La crisi internazionale attuale che vede l’Europa tagliata fuori dalle pattuizioni tra le due potenze imperiali di Russia e Stati Uniti, guidate da leader con forti pulsioni predatorie, ripropone a un livello ancora più acuto la problematica già vista: prevarranno le spinte centrifughe o invece la solidarietà europea farà un nuovo passo avanti? Le spinte centrifughe sono evidenti: il pericolo di una minaccia militare alle proprie frontiere è fortemente percepita dai paesi dell’est e del nord dell’Unione, assai meno dai paesi mediterranei; rafforzare significativamente le spese per la difesa appare quindi ad alcuni paesi una necessità impellente, per altri appare un costo non facilmente proponibile alla
propria opinione pubblica. Anche di fronte alle nuove politiche dei dazi di Trump ad alcuni leader nazionali sembra si possa rispondere con accordi particolari su base nazionale mentre ad altri appare necessaria una risposta ferma e collettiva.

Il prevalere di risposte nazionali in questo inedito contesto comporterebbe però un pericoloso indebolimento dell’Unione e in definitiva lascerebbe esposti i singoli stati membri ai ricatti militari ed economici delle due grandi potenze. Il riconoscimento della indivisibilità delle esigenze di sicurezza militare dell’Unione, che oggi riguardano il fronte orientale ma domani potranno riguardare quello mediterraneo, così come della indivisibilità dello spazio economico europeo richiedono che la solidarietà interna debba essere in questo momento la priorità assoluta. Questa
solidarietà deve poi tradursi in scelte concrete.

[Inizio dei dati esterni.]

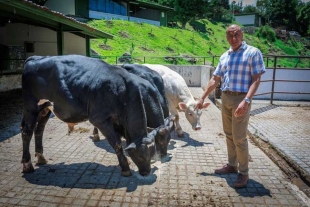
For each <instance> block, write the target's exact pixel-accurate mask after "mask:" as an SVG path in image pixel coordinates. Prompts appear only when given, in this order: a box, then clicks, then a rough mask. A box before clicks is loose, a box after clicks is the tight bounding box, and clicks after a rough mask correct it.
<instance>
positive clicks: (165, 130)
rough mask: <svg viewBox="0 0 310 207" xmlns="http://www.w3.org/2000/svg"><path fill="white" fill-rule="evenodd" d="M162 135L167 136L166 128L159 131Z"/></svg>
mask: <svg viewBox="0 0 310 207" xmlns="http://www.w3.org/2000/svg"><path fill="white" fill-rule="evenodd" d="M158 132H159V134H160V135H165V134H166V129H165V128H160V130H159V131H158Z"/></svg>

Nel campo della sicurezza è quindi necessario che pur senza rinunciare, cosa che sarebbe oggi utopistico, alle forze militari nazionali si sviluppino progressivamente strumenti istituzionali europei di coordinamento e comando di quelle forze e si mettano in campo, a sostegno di questo impegno comune, risorse finanziarie comunitarie oltre a
quelle nazionali.

L’importanza di queste scelte non può essere sottovalutata. Il carattere precipuo della UE, come unione autodeterminata sulla base della libera e democratica scelta di (oggi) 27 stati, può sopravvivere solo se protetto dalle interferenze aggressive di entità politiche esterne. La sicurezza comune non è oggi una opzione eludibile.